Our study was a single institution, retrospective case-control analysis of HTLV-1 or HTLV-2 patients between 1998 and 2020. We utilized two HTLV-negative controls, matched for age, sex, and ethnicity, for each HTLV-positive case. We evaluated associations between HTLV infection and several hematologic, neurologic, infectious, and rheumatologic covariates. Finally, clinical factors predictive of overall survival (OS) were assessed.

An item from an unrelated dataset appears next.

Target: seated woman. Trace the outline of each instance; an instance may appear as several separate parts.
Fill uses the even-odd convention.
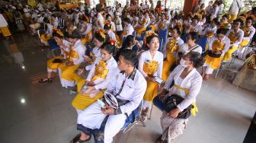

We identified 38 cases of HTLV infection, of whom 23 were HTLV-1 and 15 were HTLV-2 positive. The majority (~54%) of patients in our control group received HTLV testing for transplant evaluation, compared to ~24% of HTLV-seropositive patients. Co-morbidities associated with HTLV, hepatitis C seropositivity were higher in HTLV-seropositive patients compared to controls (OR 10.7, 95% CI = 3.2-59.0, < 0.001). Hepatitis C and HTLV co-infection resulted in decreased OS, compared to no infection, hepatitis C infection alone, or HTLV infection alone. Patients with any cancer diagnosis and HTLV infection had worse OS compared to patients with cancer or HTLV alone. HTLV-1 positive patients had lower median OS compared to HTLV-2 patients (47.7 months vs. 77.4 months). In univariate analysis, the hazard for 1-year all-cause mortality was increased among patients with HTLV-seropositivity, adult T-cell leukemia, acute myelogenous leukemia, and hepatitis C infection. When corrected, multivariate analysis showed that HTLV seropositivity was no longer associated with 1 year all-cause mortality; however association with AML and hepatitis C infection remained significant.
HTLV-seropositivity was not associated with increased 1 year mortality in multivariate analysis. However, our study is limited by our small patient sample size, as well as the biased patient control population due to selection factors for HTLV testing.
对人类嗜T淋巴细胞病毒(HTLV)的认识在很大程度上仍基于来自流行地区的流行病学和临床数据。全球化导致感染HTLV的人(PLHTLV)从流行地区迁移到非流行地区,美国的HTLV感染率也有所上升。然而,由于这种疾病在历史上较为罕见,受影响的患者常常被漏诊和误诊。因此,我们试图描述在一个非流行地区识别出的HTLV-1或HTLV-2阳性个体的流行病学、临床特征、合并症和生存率。
我们的研究是对1998年至2020年间的HTLV-1或HTLV-2患者进行的单机构回顾性病例对照分析。对于每例HTLV阳性病例,我们使用两个年龄、性别和种族相匹配的HTLV阴性对照。我们评估了HTLV感染与几种血液学、神经学、感染性和风湿性协变量之间的关联。最后,评估了预测总生存期(OS)的临床因素。
我们识别出38例HTLV感染病例,其中23例为HTLV-1阳性,15例为HTLV-2阳性。我们对照组中大多数(约54%)患者因移植评估接受了HTLV检测,而HTLV血清阳性患者中这一比例约为24%。与HTLV相关的合并症,HTLV血清阳性患者的丙型肝炎血清阳性率高于对照组(OR 10.7,95% CI = 3.2 - 59.0,< 0.001)。与未感染、单独感染丙型肝炎或单独感染HTLV相比,丙型肝炎和HTLV合并感染导致OS降低。任何癌症诊断且感染HTLV的患者与单独患有癌症或感染HTLV的患者相比,OS更差。HTLV-1阳性患者的中位OS低于HTLV-2患者(47.7个月对77.4个月)。在单因素分析中,HTLV血清阳性、成人T细胞白血病、急性髓性白血病和丙型肝炎感染患者的1年全因死亡风险增加。校正后,多因素分析显示HTLV血清阳性不再与1年全因死亡相关;然而,与急性髓性白血病和丙型肝炎感染的关联仍然显著。
在多因素分析中,HTLV血清阳性与1年死亡率增加无关。然而,我们的研究受到患者样本量小以及因HTLV检测选择因素导致的患者对照人群存在偏差的限制。